Este mes de mayo se cumple el centenario del fallecimiento de Venustiano Carranza, muerto en un cobarde atentado mientras dormía en un caserío rural poblano en su huida hacia Veracruz para buscar refugio con miras a establecer ahí su gobierno. Sin embargo, a pesar del papel clave que este político coahuilense jugó en la Revolución Mexicana no parece haberse preparado una conmemoración mayor que la acostumbrada anualmente.

Gracias a su voluntad y determinación se pudo derribar la dictadura de Victoriano Huerta, a pesar de no poder contar con otros gobernadores también opositores al régimen espurio y que fueron asesinados como Abraham González, de Chihuahua, o encarcelados como el Dr. Rafael Cepeda, de San Luis Potosí, y Alberto Fuentes Dávila, de Aguascalientes.

De no mediar la voluntad de Carranza, tanto Sonora como la región que dominaba Emiliano Zapata hubieran quedado como dos islas en el contaminado mar de la dictadura huertista. Algo tiene de épica su ida desde Torreón, cruzando el desierto chihuahuense con 150 hombres, hasta el Norte de Sinaloa, donde lo esperaba Alvaro Obregón, designado para recibirlo y acompañarlo hasta Hermosillo para entrevistarse con el gobernador sonorense José María Maytorena.

Buena suerte la de Obregón, de estar en el lugar más cercano para desde ese momento ganarse la confianza de don Venustiano, ventaja que no les cupo ni a Plutarco Elías Calles ni a Salvador Alvarado que estaban cumpliendo funciones militares en la zona fronteriza.
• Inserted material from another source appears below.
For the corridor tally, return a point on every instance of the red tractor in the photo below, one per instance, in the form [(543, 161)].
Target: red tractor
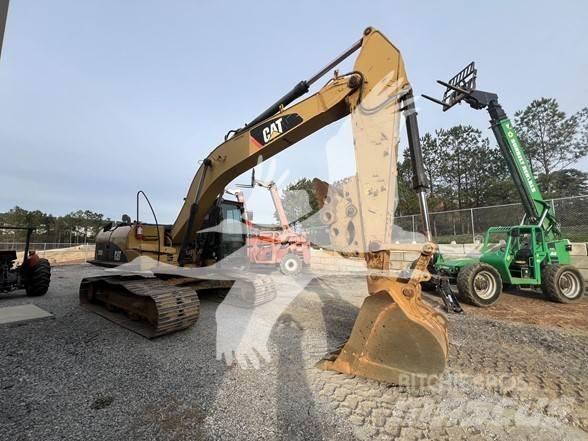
[(284, 246)]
Esa voluntad férrea de combatir a Huerta marcó un destino en la lucha revolucionaria y junto con las tropas que encabezaban los sonorenses, Pancho Villa y, resignadamente para ellos, Emiliano Zapata pudieron derrocar el régimen más vergonzoso de la historia del México Independiente.

También a Carranza se le vincula con la convocatoria al Congreso Constituyente para elaborar una nueva Carta Magna, nuestra vigente Constitución Política de los Estados Unidos Mexicanos, y fue el primer presidente elegido bajo sus normas.

La tendencia de los historiadores es a reconocer su honestidad en el manejo de los recursos públicos. También a reconocer el riesgo de que el país cayera en un militarismo contrario a la democracia, hecho que le llevó a apoyar como su sucesor a un civil, aunque sonorense, pero a fin de cuentas civil: el ingeniero Ignacio Bonillas, decisión que terminó conduciéndolo a su desgraciado final.

Una razón de que a pesar de haber sido uno de los mayores caudillos de la Revolución Mexicana, incluso durante varios años el de mayor jerarquía como Primer Jefe del Ejército Constitucionalista y luego como presidente de la República, es su ideología conservadora, atada todavía a ideas dominantes durante el Porfiriato.

Dentro de ese conjunto que va desde Francisco I. Madero hasta Lázaro Cárdenas, es el más conservador de todos. Pero a pesar de ello, debe reconocérsele su valentía, su capacidad de decisión, su amor a México. Pudo haberse quedado en una posición confortable como gobernador de Coahuila, pero prefirió enfrentar a un régimen que dominaba casi todo el país y que contaba con un vasto ejército profesional, arriesgándose a combatirlo con tropas de voluntarios y tan sólo con el apoyo pleno de otro gobernador y de algunos líderes regionales.

Su imagen ha llegado hasta nosotros más que nada por su aspecto de viejo patriarca bíblico. Hombre corpulento, de estatura dominante, de largas barbas decimonónicas, siempre vestido con sencillez pero impecable, lector asiduo de la historia de México y de la universal, de temple recio, seco de carácter, parco en palabras, con todo, uno de los políticos más nobles de México. Como tampoco debió ocurrir con Madero, no merecía morir de una manera tan artera y traicionera.

Su vida y su muerte han sido objeto de destacables textos narrativos. Es un personaje de la Historia pero también de la Literatura.